2023年12月に策定されたこども未来戦略を踏まえた保育士の職員配置基準の改善や、こども誰でも通園制度の創設など、保育人材の確保はより一層重要な課題となっている。同懇談会の開催に当たり、加藤鮎子こども政策担当相は「これまでも保育士の人材確保に向けては、保育現場の負担軽減や保育士の新規資格取得支援、再就職支援など総合的に取り組んできた。専門職としての保育士の魅力、イメージの向上に一丸となって取り組んでいくために、構成員の皆さんには活発にご議論していただきたい」とあいさつした。
自身が妊娠中に保育士資格を取得したという白鳥久美子委員(お笑い芸人)は「今、保育園にとてもお世話になっている。上の子が生後9カ月で保育園に入った時、私自身はメンタルが落ちていたが、保育士の方に『お母さん、すごく頑張りましたね』と声を掛けられて救われた。保育園は子どもを預ける場所だけではなく、家庭にとってもすごく大切な場所なのだと、イメージが伝わればと思う。
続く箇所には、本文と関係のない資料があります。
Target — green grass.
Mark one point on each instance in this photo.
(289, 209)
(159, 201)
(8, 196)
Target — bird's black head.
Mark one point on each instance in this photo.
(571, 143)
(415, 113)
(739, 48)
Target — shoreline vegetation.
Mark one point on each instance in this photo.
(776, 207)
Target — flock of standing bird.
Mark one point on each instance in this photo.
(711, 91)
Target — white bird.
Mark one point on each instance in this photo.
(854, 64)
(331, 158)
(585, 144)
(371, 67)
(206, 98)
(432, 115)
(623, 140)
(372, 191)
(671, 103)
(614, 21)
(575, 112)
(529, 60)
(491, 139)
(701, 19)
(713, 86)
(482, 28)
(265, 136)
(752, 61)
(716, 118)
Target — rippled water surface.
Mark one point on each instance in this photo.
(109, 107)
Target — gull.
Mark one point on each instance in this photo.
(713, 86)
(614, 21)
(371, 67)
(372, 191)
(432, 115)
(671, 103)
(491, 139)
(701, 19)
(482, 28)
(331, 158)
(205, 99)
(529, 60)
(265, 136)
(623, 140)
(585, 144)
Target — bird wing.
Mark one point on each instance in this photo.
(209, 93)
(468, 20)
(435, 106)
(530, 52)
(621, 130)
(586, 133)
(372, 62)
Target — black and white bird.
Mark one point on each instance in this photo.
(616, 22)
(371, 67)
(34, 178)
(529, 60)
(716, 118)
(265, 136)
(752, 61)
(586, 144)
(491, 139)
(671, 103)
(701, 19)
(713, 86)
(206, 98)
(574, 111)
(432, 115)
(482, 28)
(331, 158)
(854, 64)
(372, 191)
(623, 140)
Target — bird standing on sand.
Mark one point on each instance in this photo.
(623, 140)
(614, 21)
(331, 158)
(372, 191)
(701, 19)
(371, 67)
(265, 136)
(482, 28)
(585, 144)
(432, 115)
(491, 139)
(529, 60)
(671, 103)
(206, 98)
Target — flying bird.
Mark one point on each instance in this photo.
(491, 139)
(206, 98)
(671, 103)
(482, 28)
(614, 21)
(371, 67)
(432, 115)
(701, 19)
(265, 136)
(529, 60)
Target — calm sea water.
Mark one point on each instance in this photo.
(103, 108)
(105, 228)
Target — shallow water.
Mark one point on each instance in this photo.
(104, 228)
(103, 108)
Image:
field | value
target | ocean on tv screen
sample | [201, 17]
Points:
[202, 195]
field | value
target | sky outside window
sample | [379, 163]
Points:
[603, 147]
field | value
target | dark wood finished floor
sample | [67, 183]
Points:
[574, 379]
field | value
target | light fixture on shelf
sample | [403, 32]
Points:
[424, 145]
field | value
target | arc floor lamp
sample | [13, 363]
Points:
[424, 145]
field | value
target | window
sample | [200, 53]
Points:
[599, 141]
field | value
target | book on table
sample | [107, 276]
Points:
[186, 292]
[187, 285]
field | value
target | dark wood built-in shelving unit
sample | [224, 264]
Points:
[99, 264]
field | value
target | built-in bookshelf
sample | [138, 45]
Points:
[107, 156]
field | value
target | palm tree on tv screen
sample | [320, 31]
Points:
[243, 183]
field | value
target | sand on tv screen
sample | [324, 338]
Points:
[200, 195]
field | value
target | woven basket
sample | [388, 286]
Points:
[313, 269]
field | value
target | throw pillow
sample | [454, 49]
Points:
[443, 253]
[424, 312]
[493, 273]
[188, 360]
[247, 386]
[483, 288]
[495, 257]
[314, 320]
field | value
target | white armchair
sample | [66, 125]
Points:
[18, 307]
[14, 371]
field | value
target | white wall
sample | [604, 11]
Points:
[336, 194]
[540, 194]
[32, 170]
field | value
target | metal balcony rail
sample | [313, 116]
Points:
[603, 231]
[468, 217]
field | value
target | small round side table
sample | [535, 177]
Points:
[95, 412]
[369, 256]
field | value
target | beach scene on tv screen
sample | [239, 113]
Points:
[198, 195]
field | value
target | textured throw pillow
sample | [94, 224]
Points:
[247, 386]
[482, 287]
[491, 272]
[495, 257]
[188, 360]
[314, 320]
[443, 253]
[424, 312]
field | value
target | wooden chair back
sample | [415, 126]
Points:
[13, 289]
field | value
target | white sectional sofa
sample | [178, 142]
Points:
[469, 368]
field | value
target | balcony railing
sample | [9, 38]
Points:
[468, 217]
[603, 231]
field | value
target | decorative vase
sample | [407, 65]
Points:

保護者の保育士への感謝の気持ちを集めて伝えることができると、保育士のやりがいにもつながるのではないか」と話した。
また、「結婚や出産を機に仕事を辞めた人も、自分の育児の経験を生かしたり、保育園でお世話になったりした経験から社会貢献をしたいと保育士を目指す人も多い。そうした人をバックアップできる制度があれば」と提案した。
矢藤誠慈郎委員(全国保育士養成協議会常務理事)は「保育士の専門性を確立していくことで、社会の認知を高めていく必要がある。一方で、専門性に伴い報酬も上げていくとなった時には、養成の質が問題になる。養成教育のさらなる改善にも取り組んでいきたい」と述べた。
佐藤座長は「専門性に絡めて報酬を上げていくことは重要だが、保育人材の確保はそれだけでは解決できない」とし、今後、制度や運用面など、さまざまな角度から議論を重ねていく必要性を訴えた。